8. At 9:20am, I observed the Director of Respitory on 2nd floor to have a a brown extension cord that serves tv/dvd equipment plugged into a white extension cord for a razor.
9. At 9:21am, I observed the Rehab office 2nd floor to have microwave and refrigerator into a power strip.
10. At 10:16am, I observed the Gift shop to have a power strip plugged into a power strip that also had a large flower refrigerator on it.
11. At 10:17am, I observed that the Gift shop storage room had an extension cord plugged into another extension cord that served 3 lamps.
12. At 10:37am, I observed that the ER 1st floor diectation area has a power strip that is incorrectly mounted and is dangling, putting stress on cords.
13. At 11:31am, I observed that the Accounting -Accounts Payable desk has a refrigerator into a power strip.
14. At 11:31am, I observed that the Accounting-Accounts Payable 2nd desk has a power strip plugged into another power strip, and then plugged into a 3rd power strip.
15. At 12:10pm, I observed the Plant Services Office to have a power strip plugged into another power strip.
16. At 12:11pm, I observed that the BIO Med area has a power strip plugged into another power strip.
17. At 12:35pm, I observed that the Pharmacy staff lounge restroom has a microwave into a power strip and that power strip is improperly mounted causing it to dangle adding stress to cords.
18. At 12:40pm, I observed BIO Lab Supervisor's office to have a refrigerator into a power strip and a 2nd power strip in this office is improperly mounted causing it to be dangling and adding stress to cords.

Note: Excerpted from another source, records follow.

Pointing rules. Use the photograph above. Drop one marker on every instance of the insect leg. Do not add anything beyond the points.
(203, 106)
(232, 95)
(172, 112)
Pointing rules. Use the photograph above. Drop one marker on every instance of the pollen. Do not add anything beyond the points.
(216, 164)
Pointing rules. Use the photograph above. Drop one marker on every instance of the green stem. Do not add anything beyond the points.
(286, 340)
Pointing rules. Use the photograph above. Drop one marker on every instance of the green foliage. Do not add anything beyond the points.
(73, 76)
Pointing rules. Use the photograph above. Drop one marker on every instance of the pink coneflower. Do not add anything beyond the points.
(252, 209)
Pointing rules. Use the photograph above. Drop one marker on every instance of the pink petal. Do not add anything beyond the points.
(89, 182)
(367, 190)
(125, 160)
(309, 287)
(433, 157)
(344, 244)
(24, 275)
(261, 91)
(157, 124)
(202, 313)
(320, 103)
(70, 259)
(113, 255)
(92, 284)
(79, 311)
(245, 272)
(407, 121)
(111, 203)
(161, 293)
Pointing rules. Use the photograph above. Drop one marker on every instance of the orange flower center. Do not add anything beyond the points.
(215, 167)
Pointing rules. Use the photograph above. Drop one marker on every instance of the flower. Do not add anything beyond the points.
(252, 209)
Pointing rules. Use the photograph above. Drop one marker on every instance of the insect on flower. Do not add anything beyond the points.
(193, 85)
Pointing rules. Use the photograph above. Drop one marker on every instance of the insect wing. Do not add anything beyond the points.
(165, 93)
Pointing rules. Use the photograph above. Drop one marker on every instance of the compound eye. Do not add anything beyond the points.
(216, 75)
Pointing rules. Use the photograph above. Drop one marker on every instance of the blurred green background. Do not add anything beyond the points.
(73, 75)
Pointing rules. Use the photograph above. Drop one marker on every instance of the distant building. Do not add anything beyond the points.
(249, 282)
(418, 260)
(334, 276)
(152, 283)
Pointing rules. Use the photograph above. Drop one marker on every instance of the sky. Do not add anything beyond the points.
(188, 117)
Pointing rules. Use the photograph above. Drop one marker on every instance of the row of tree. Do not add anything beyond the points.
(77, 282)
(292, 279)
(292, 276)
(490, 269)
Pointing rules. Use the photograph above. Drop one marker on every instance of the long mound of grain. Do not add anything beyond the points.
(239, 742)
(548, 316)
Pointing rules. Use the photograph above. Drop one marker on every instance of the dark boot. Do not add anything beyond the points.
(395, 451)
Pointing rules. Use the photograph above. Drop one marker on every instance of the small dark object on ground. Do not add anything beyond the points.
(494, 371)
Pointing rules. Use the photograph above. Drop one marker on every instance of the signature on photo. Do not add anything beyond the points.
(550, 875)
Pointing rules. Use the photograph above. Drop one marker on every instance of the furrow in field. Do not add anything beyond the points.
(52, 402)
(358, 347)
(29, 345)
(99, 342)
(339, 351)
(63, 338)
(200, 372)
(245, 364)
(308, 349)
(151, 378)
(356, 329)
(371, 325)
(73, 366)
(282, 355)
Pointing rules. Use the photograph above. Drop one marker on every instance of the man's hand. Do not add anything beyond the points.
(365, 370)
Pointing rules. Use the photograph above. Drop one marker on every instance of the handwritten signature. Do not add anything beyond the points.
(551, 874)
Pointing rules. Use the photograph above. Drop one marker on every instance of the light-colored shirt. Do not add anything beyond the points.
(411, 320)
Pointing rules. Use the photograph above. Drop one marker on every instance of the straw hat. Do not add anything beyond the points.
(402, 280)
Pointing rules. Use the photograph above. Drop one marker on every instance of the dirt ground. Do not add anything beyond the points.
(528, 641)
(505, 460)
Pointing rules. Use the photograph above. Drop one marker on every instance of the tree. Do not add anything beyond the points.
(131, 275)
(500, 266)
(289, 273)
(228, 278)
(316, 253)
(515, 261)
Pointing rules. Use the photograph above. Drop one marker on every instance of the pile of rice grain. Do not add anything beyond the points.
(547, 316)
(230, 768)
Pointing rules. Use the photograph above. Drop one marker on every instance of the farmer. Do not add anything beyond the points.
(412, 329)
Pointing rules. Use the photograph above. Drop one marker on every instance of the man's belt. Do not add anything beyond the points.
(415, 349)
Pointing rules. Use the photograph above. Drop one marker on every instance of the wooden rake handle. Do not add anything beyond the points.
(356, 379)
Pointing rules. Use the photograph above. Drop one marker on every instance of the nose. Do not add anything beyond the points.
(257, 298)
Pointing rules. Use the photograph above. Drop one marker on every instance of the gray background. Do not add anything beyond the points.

These findings were observed and discussed with the Director of Plant Services.

Means of Egress - General

Tag No.: K0211

The facility failed to maintain the proper distance for alcohol based hand sanitizers (ABHS) from an electrical source. This potentially allows a fire ignition source that exposes patients, visitors, and staff to the threat of fire.

The findings include, but are not limited to:

During the facility survey on August 12, 2013 from 3:15pm to 4:15pm and continued on August 13, 2013 from 7:00am to 1:00pm, improper mounting of alcohol based hand rub was observed in the following location(s):

August 12, 2013:
1. At 3:52pm, I observed that the ABHS in 4th floor ICU med room was to close too an electrical unit.
August 13, 2013:
1. At 7:29am, I observed that the ABHS in the surgery holding room was too close to an electrical unit.
2. At 8:57am, I observed that room 238 has ABHS too close to electrical switch.

These findings were observed and discussed with the Director of Plant Services.